À La Provence, le journalisme n’est pas un sport de combat

Il fallait une bonne loupe pour trouver, dans La Provence de dimanche [22/01/06],  un fort discret papier sur une grave accusation de dopage de l’OM lors de la finale (gagnée) de la Ligue des champions en 93 !

1prov_5Page IV du deuxième cahier «La Provence des Sports», entre la Coupe d’Afrique des nations et un transfert à Valence, un titre étouffoir s’avance à reculons : «Ligue des Champions 1993. Milan rebondit sur des déclarations d’Eydelie». Tandis que la une, une fois de plus, met plein pot 5 colonnes sur l’OM, même s’il s’agit d’un «naufrage à Ajaccio». Ça c’est de l’info !

Pourquoi donc La Provence ne «rebondit»-t-elle pas sur cette nouvelle affaire sulfureuse impliquant l’OM ? Et cela tandis que l‘Union européenne du football (UEFA) a décidé, ce lundi 23 janvier, d’ouvrir une enquête administrative?

De quoi s’agit-il ? Dans une interview à L’Equipe Magazine du samedi 21 janvier, Jean-Jacques Eydelie, ancien milieu de terrain de l’Olympique de Marseille raconte – entre autres – qu’avant la finale de la Ligue des champions, opposant le Milan AC à l’OM, le 26 mai 1993, à Munich, «on nous a demandé de nous aligner à la queue leu leu pour recevoir une piqûre dans le cul». «Pendant la partie, je me suis senti différent de d’habitude, poursuit Jean-Jacques Eydelie.
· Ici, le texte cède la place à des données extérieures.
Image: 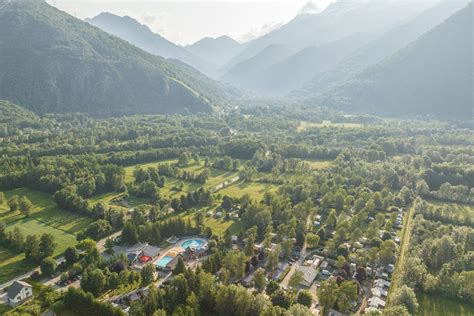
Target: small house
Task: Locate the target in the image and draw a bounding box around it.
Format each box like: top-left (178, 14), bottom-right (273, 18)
top-left (7, 281), bottom-right (33, 307)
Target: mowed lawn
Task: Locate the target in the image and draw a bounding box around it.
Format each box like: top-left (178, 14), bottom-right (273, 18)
top-left (0, 188), bottom-right (91, 283)
top-left (219, 180), bottom-right (275, 201)
top-left (0, 247), bottom-right (34, 284)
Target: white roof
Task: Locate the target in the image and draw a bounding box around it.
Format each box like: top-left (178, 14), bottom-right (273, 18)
top-left (371, 287), bottom-right (388, 297)
top-left (368, 296), bottom-right (386, 308)
top-left (375, 279), bottom-right (391, 288)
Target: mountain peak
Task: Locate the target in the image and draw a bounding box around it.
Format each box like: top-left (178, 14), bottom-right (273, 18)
top-left (298, 1), bottom-right (325, 15)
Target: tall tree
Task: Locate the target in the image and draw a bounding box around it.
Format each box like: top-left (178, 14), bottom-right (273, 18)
top-left (317, 278), bottom-right (338, 311)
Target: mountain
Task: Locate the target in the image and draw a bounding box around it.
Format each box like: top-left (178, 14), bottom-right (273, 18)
top-left (298, 1), bottom-right (325, 15)
top-left (294, 0), bottom-right (470, 98)
top-left (224, 31), bottom-right (378, 95)
top-left (222, 0), bottom-right (436, 72)
top-left (0, 0), bottom-right (230, 116)
top-left (85, 12), bottom-right (215, 77)
top-left (222, 44), bottom-right (295, 91)
top-left (185, 36), bottom-right (243, 69)
top-left (309, 3), bottom-right (473, 119)
top-left (0, 100), bottom-right (38, 123)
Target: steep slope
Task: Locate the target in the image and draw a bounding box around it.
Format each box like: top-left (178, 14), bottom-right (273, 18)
top-left (294, 0), bottom-right (470, 98)
top-left (312, 3), bottom-right (473, 119)
top-left (226, 31), bottom-right (378, 95)
top-left (0, 0), bottom-right (228, 116)
top-left (185, 36), bottom-right (243, 68)
top-left (86, 13), bottom-right (190, 61)
top-left (222, 0), bottom-right (435, 71)
top-left (85, 13), bottom-right (216, 77)
top-left (222, 44), bottom-right (295, 91)
top-left (0, 100), bottom-right (39, 123)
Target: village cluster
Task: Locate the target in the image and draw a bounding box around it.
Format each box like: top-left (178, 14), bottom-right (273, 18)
top-left (1, 201), bottom-right (406, 316)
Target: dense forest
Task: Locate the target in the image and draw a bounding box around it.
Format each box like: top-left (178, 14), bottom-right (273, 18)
top-left (0, 97), bottom-right (472, 315)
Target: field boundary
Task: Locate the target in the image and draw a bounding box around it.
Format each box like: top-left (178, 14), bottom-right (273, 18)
top-left (387, 205), bottom-right (414, 303)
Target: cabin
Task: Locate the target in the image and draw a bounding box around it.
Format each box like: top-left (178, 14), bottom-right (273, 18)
top-left (7, 281), bottom-right (33, 307)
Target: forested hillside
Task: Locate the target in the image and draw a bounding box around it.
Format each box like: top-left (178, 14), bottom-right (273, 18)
top-left (185, 36), bottom-right (243, 72)
top-left (86, 13), bottom-right (217, 76)
top-left (309, 3), bottom-right (473, 119)
top-left (294, 0), bottom-right (469, 98)
top-left (0, 0), bottom-right (230, 116)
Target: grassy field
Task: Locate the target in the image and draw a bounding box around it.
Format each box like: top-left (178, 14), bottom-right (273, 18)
top-left (1, 188), bottom-right (91, 235)
top-left (219, 180), bottom-right (275, 201)
top-left (0, 247), bottom-right (33, 284)
top-left (303, 160), bottom-right (333, 170)
top-left (0, 188), bottom-right (91, 283)
top-left (0, 302), bottom-right (12, 314)
top-left (179, 212), bottom-right (243, 237)
top-left (426, 200), bottom-right (474, 222)
top-left (7, 218), bottom-right (78, 255)
top-left (123, 159), bottom-right (177, 182)
top-left (416, 292), bottom-right (474, 316)
top-left (297, 120), bottom-right (363, 132)
top-left (123, 159), bottom-right (240, 199)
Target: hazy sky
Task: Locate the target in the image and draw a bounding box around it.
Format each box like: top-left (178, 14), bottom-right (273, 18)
top-left (47, 0), bottom-right (334, 45)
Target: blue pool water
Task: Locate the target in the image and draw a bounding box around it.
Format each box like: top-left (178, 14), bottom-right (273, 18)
top-left (181, 239), bottom-right (205, 250)
top-left (156, 255), bottom-right (173, 268)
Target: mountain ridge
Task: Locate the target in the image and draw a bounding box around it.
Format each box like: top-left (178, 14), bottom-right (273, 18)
top-left (85, 12), bottom-right (217, 76)
top-left (294, 0), bottom-right (471, 98)
top-left (0, 0), bottom-right (230, 116)
top-left (309, 2), bottom-right (473, 119)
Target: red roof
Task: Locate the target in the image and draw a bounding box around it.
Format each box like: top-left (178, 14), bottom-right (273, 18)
top-left (139, 255), bottom-right (152, 263)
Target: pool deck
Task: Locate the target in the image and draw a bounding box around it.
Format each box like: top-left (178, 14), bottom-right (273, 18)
top-left (152, 236), bottom-right (208, 267)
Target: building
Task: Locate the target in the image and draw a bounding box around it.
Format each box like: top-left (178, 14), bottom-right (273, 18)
top-left (374, 278), bottom-right (391, 289)
top-left (296, 266), bottom-right (318, 287)
top-left (7, 281), bottom-right (33, 307)
top-left (368, 296), bottom-right (386, 309)
top-left (242, 273), bottom-right (254, 287)
top-left (126, 243), bottom-right (148, 256)
top-left (126, 242), bottom-right (149, 263)
top-left (143, 245), bottom-right (161, 258)
top-left (272, 262), bottom-right (289, 280)
top-left (164, 254), bottom-right (184, 271)
top-left (371, 287), bottom-right (388, 298)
Je ne sais pas ce qui s’est passé au niveau de mon métabolisme, mais ce produit m’a plus gêné, inhibé qu’autre chose.» «Le dopage, je l’ai vu dans tous les clubs où je suis passé, sauf à Bastia», souligne l’ancien joueur.
A la lecture de ces propos, l’avocat du Milan AC a réclamé l’ouverture d’une enquête auprès de l’UEFA, estimant même que le résultat de ce match devrait être invalidé.

De son côté, le porte-parole de l’instance européenne a cependant précisé, lundi, que «seuls les joueurs encore en activité sont obligés de répondre à une convocation» et que, par ailleurs, «il existe une prescription de dix ans au niveau des règles disciplinaires».

Bien. Mais tout ça ne répond toujours pas à la question : Que font donc les journalistes sportifs de La Provence ? Du «sport» ou du journalisme? En tout cas pas du sport de combat.


PS. Et rien du tout dans le journal de lundi…

>> L’image. Cherchez l’erreur. Le dopage, ben quoi, c’est pas un sujet « sports » !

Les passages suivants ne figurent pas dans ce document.